DELİLLER :Davacı iddiasını ispata yönelik olarak; … Ürünler Pazarlama Anonim Şirketine ait ticari kayıtlar, İzmir … Asliye Ticaret Mahkemesi’ne ait … E. Sayılı Dava Dosyası, müvekkilin banka kayıtları, müvekkilin iki çocuğunun okul masraflarına ilişkin makbuzlar, Aile Fonu’na ait tüm kayıtlar ve belgeler, müvekkil’in, davalı şirket’in diğer ortaklarının ortağı bulunduğu başkaca şirketlere karşı açmış olduğu davalara ilişkin dava dosyaları, dilekçe ekinde yer alan mübrez belgeler, ticaret sicil kayıtları, bilirkişi, keşif, tanık, yemin, uzman görüşü, isticvap ve her türlü delile dayandığı görülmüştür.
Davalı vekili savunmasını ve iddialarını ispat yönünde; davalının ticari defter ve kayıtları, genel kurul belgeleri, keşif ve bilirkişi incelemesi, tanık ve ikamesi mümkün her türlü yasal delile dayandığı görülmüştür.

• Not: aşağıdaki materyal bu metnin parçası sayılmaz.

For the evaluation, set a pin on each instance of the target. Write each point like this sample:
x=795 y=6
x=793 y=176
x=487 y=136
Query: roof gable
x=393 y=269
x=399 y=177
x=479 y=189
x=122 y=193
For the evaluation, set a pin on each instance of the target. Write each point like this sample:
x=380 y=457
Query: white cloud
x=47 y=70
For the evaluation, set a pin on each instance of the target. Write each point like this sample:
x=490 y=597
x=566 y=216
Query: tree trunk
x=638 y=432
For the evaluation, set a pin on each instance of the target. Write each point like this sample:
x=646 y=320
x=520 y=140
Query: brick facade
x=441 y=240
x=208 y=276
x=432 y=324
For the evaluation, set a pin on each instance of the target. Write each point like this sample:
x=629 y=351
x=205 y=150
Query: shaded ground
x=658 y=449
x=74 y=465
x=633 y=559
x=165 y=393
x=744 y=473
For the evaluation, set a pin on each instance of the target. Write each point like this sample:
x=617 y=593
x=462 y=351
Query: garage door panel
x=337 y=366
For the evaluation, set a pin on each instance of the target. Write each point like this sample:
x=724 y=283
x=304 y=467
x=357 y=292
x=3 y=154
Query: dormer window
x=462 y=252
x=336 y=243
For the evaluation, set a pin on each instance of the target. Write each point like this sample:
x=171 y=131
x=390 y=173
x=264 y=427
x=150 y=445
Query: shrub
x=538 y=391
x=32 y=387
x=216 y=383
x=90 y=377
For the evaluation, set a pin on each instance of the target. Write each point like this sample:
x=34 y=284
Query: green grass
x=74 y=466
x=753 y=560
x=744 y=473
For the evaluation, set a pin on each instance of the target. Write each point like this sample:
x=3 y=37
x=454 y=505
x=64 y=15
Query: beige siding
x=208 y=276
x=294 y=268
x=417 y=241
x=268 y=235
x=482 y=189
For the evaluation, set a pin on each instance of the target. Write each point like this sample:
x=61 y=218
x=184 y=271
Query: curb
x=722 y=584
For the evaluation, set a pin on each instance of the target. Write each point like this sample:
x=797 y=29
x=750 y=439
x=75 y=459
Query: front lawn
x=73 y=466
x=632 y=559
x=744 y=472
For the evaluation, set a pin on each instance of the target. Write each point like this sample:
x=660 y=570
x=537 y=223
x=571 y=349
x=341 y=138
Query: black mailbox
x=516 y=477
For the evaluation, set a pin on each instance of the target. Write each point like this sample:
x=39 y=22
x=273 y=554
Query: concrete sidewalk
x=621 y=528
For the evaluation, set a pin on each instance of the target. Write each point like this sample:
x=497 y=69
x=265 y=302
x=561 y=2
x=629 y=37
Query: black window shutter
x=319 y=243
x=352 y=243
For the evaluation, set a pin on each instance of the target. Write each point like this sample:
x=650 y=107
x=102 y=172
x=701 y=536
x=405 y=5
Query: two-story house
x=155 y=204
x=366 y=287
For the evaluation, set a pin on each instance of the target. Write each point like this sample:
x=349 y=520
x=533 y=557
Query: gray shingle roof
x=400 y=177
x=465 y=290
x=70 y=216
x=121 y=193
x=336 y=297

İzmir … Asliye Ticaret Mahkemesi’nin … Esas sayılı dava dosyasının tetkikinde; davacı …’nun 01/11/2019 tarihli dava dilekçesi ile davalı … Ticaret Türk AŞ aleyhine, davalı şirketin 01/08/2019 tarihinde yapılan 01/04/2018-31/03/2019 özel hesap dönemi olağan genel kurul toplantısında alınan gündemin 3,4,5,7 ve 8. numaralı kararlarının iptali istemi ile dava açıldığı, mahkemenin 18/12/2019 tarih … Esas .. Karar sayılı ilamı ile davanın özel dava şartı yokluğu nedeni ile usulden reddine karar verildiği görülmüştür.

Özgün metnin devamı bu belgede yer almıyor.